The United Progressive Alliance has brazened it out on another piece of legislation aimed at cosseting and mollycoddling the political class. The Representation of the People (Amendment and Validation) Ordinance, 2013, which overturns a Supreme Court order mandating the disqualification of lawmakers immediately upon their conviction, offends for two reasons. First, the ordinance marks the backdoor entry of a bill that faced opposition in the monsoon session of Parliament. And second, it aims to create a class of people who can legitimately claim to be special in the eyes of the law — and even when convicted by a court of law. The apex court ruling was itself based on the sound principle that there cannot be two sets of citizens: A convicted legislator could not claim immunity from disqualification when this relaxation was not available to a convicted citizen aspiring to contest elections. Section 8(4) of the Representation of the People Act protects a convicted legislator from disqualification provided he or she appeals before a higher court within three months. The court struck down this clause, “which carves out a saving in the case of sitting members of Parliament or State Legislature,” even as it held that Parliament was obliged under Articles 102(1)(e) and 191(1)(e) of the Constitution to make one common law for both ordinary citizens and sitting legislators.
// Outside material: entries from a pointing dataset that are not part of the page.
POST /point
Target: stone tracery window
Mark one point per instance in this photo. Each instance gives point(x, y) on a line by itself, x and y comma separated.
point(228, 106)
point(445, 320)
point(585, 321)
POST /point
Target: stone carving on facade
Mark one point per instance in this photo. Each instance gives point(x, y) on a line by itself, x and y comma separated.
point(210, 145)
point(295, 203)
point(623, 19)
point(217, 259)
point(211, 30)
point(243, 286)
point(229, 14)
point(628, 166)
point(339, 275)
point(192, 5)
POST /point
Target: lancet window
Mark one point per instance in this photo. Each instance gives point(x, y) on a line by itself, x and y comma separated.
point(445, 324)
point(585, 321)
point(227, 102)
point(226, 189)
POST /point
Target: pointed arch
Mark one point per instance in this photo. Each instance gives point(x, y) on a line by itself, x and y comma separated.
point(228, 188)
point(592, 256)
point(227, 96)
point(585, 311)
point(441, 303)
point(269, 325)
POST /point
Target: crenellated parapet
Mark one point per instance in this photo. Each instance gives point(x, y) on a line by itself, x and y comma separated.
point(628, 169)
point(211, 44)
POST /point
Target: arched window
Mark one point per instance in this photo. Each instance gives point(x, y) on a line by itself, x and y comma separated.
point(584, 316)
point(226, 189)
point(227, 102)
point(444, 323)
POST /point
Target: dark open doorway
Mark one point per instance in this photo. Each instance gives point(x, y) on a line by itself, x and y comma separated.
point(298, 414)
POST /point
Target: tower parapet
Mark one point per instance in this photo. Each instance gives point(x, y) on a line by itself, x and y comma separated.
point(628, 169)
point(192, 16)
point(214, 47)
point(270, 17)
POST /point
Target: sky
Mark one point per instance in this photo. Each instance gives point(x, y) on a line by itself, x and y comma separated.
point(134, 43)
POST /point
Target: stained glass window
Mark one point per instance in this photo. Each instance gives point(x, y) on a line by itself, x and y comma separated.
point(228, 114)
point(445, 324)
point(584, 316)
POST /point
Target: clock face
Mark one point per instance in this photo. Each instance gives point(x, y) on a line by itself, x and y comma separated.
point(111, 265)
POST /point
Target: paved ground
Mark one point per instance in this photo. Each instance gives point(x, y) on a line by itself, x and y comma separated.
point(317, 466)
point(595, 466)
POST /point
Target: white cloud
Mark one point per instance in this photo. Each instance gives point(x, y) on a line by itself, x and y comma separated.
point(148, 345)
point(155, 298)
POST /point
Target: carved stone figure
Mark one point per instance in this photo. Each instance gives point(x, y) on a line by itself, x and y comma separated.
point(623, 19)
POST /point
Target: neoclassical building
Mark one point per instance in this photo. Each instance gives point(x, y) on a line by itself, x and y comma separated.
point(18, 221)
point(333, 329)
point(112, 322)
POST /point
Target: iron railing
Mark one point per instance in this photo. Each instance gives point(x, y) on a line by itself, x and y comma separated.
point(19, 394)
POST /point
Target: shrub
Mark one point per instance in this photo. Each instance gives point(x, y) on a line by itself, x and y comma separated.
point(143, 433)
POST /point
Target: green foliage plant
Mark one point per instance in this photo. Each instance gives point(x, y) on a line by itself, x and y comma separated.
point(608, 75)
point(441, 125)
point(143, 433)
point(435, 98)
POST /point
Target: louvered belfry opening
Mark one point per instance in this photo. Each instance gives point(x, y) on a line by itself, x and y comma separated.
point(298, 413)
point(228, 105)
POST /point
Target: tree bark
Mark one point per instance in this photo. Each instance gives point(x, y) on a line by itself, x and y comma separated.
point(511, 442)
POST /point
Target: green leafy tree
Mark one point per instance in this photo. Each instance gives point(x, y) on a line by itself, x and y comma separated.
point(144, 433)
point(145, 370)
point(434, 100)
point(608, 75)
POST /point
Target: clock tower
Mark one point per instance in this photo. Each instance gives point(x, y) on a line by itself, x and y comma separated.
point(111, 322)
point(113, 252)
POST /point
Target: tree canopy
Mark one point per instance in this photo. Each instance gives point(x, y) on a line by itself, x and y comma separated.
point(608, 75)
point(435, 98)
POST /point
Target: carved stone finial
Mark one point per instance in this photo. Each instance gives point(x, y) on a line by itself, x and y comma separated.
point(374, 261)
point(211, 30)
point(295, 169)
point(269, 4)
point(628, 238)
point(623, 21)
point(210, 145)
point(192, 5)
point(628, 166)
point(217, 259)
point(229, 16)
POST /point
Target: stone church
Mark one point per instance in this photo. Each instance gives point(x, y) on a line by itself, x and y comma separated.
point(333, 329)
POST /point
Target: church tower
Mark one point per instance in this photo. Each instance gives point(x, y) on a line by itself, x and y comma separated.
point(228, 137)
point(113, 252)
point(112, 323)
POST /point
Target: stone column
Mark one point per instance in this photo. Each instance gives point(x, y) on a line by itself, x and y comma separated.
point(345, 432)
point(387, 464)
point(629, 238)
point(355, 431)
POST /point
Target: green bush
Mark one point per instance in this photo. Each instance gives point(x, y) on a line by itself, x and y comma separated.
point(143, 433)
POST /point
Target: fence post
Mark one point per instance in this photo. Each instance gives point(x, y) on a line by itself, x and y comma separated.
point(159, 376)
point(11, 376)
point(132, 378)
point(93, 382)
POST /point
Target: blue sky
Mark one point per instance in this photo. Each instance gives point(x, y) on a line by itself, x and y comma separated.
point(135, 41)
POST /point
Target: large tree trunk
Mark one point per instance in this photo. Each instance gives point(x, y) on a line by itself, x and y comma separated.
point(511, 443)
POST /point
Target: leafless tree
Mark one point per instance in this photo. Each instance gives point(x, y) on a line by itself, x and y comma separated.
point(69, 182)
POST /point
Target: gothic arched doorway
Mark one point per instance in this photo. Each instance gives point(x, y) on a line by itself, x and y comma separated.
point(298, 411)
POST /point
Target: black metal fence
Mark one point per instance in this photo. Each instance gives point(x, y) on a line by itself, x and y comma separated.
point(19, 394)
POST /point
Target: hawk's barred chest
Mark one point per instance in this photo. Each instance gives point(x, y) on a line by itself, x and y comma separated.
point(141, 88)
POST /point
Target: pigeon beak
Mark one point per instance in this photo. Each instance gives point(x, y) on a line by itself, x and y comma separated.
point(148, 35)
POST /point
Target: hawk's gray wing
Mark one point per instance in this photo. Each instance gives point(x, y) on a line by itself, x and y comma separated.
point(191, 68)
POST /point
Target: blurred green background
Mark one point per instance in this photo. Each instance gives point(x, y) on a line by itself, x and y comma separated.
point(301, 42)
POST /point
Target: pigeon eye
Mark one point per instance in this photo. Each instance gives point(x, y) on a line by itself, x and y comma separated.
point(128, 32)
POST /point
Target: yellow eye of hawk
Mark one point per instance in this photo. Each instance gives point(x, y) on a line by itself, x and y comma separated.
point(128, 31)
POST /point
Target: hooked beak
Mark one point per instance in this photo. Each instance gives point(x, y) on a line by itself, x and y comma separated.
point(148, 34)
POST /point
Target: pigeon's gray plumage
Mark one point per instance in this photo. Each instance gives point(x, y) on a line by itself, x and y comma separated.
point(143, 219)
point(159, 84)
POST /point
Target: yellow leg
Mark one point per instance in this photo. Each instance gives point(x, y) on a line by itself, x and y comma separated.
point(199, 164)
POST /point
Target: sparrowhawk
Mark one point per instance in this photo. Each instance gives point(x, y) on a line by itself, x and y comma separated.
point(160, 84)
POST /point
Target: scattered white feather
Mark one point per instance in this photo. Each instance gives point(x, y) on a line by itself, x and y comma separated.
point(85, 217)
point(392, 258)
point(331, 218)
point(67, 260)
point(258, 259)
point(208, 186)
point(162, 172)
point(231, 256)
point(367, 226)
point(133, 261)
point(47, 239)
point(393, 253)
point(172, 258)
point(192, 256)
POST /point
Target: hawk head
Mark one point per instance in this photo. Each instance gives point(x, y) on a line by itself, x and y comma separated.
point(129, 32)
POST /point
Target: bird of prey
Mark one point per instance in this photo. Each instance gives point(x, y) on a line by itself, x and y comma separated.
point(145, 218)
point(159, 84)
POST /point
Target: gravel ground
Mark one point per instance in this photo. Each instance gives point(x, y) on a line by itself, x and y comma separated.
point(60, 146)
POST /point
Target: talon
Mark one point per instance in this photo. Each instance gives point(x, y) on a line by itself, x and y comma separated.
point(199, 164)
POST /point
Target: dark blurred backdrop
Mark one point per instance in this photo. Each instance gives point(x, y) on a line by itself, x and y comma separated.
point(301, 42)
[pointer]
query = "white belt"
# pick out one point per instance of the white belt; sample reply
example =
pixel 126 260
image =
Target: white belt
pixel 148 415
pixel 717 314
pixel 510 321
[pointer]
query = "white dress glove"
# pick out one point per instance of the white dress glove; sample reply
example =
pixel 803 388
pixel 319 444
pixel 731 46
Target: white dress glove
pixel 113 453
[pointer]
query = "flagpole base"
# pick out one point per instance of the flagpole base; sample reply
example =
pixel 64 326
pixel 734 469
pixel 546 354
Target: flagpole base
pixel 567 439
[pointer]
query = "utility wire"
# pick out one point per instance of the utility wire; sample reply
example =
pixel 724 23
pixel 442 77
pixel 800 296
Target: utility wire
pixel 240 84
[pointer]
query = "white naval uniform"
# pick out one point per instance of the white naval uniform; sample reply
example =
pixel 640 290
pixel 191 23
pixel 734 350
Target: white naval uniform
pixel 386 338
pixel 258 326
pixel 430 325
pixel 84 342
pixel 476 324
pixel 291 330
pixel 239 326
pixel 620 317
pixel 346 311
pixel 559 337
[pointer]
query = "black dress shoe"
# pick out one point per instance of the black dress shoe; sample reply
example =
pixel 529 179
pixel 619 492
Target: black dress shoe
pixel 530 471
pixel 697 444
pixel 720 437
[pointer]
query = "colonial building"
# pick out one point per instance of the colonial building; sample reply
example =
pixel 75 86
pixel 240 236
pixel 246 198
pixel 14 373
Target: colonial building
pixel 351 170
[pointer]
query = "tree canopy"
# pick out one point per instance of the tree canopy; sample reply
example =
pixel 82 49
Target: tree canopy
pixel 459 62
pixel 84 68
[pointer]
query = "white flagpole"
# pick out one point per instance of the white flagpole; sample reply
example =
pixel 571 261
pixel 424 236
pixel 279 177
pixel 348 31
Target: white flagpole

The court order is by no means a case of judicial overreach. The disqualification is restricted to MPs and MLAs convicted in criminal cases where the offences are punishable by a jail sentence of two years or more. This automatically excludes not just those convicted on lesser grounds but also those charge sheeted for grave offences. The Association for Democratic Reforms, which examined the sworn affidavits of a total of 4,807 sitting MPs and MLAs, found 14 per cent had declared serious criminal charges against themselves. Obviously the presumption of innocence must and does apply in these cases. A conviction, however, is a very serious matter. Besides, the appeal process could take years, leading to the untenable situation of a convicted legislator completing his or her full term. It is clear enough that the ordinance has been rushed through with political motives — to bail out convicted Congress MP Rashid Masood and possibly also Rashtriya Janata Dal chief Lalu Prasad, one of whose cases is soon to come up for judgment. In the face of public pressure, the government had to put off an attempt to shield political parties from coming under the purview of the Right to Information Act. One more such self-serving effort is unlikely to go down well with citizens gearing up to vote in the coming State and general elections.

Clarification:

A sentence in the editorial, Not above the law (Sept. 26, 2013) read thus: “The disqualification is restricted to MPs and MLAs convicted in criminal cases where the offences are punishable by a jail sentence of two years or more.” A reader pointed out that “a jail sentence of two years or more” is not necessary. Mere conviction is enough in this context with even a lesser quantum of punishment. The editorial writer said: “The reader is right. The confusion arose from section 8(3) of the RPA. A person convicted of any offence and sentenced to imprisonment for not less than two years [other than any offence referred to in sub-section (1) or sub-section (2) shall be disqualified form the date of such conviction and shall continue to be disqualified for a further period of six years since his release.]